Abstract: The overarching purpose of this thesis is to investigate the expression of human genes and how they relate to cardiovascular disease. Consequently, the ultimate goal is to benefit the patients who are suffering from cardiovascular disease. The only way to improve our treatment of disease is by advancing our knowledge about it. Already, this knowledge is vast and expanding and the work presented herein is therefore only a small piece of a very large context of research, all aimed at this same goal. The context is that of the medical and biological science of 2011, at a time when a genomic era of medicine has already been declared several times, but where the actual impact of genomics on medicine is lacking. It is a time when headlines routinely report the identification of the genes for one disease or another, but where it is harder to suggest direct practical uses for these new findings.

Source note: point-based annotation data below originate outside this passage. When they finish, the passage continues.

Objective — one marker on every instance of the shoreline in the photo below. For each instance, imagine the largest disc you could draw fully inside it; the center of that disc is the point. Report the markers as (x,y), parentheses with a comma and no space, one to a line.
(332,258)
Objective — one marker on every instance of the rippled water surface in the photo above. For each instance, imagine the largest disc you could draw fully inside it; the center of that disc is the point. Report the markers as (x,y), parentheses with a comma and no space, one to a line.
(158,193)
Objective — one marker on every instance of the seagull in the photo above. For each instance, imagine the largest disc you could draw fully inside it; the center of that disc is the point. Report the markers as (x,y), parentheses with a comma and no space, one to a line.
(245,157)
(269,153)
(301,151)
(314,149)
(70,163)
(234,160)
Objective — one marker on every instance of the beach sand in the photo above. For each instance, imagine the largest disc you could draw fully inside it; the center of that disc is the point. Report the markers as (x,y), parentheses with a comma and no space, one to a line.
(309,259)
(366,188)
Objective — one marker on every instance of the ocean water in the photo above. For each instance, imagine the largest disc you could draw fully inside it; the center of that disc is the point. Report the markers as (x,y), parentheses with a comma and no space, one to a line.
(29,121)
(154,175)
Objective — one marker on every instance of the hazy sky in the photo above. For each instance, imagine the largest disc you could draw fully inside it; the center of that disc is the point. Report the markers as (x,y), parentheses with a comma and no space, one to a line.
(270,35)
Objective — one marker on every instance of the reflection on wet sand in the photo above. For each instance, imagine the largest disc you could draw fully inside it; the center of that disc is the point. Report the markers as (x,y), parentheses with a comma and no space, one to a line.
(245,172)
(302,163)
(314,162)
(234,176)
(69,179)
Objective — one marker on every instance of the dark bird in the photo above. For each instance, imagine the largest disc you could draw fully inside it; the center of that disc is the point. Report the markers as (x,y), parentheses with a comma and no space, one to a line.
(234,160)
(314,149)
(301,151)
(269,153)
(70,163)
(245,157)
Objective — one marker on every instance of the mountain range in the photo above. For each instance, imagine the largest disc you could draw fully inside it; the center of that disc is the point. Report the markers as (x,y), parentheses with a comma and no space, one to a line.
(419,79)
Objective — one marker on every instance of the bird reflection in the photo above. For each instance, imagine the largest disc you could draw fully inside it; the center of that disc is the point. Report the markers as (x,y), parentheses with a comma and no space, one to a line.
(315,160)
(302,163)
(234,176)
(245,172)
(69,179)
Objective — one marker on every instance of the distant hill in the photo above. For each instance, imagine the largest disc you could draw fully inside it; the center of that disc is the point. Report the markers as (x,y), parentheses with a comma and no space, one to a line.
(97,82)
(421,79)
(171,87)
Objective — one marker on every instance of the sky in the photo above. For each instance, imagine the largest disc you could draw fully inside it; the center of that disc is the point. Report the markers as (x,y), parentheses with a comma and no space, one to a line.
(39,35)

One suggestion that is hard to dispute, however, is that the findings increase our knowledge of disease and that we should strive to translate them into clinical application. Translational medical research is the catchphrase applied to this suggestion. Since the discovery of the genomic code in the 1960s, it has been known that biological information flows from the genome into practical form and function as proteins. Gene expression is the intermediate of this path and any genomic concept is likely to be mediated through transcription in one way or another. And so, taking cue from the cell itself, the proper subject for translating genomic era findings to the clinical application is to study the products of the genes. The pieces of the puzzle provided by this thesis all concern gene expression and they all concern translation into medical application. Each of the five papers included investigate different aspects of this focus point. One paper investigates the technology for extracting gene expression information (I). Two look from the genome towards the gene expression in order to interpret genomics better (II and III). Another paper looks from disease towards gene expression to seek clues on the mechanism of disease (IV). And finally the last paper observes the gene expression, irrespective of its biological meaning, and asks how much it can tell about the future of a patient (V).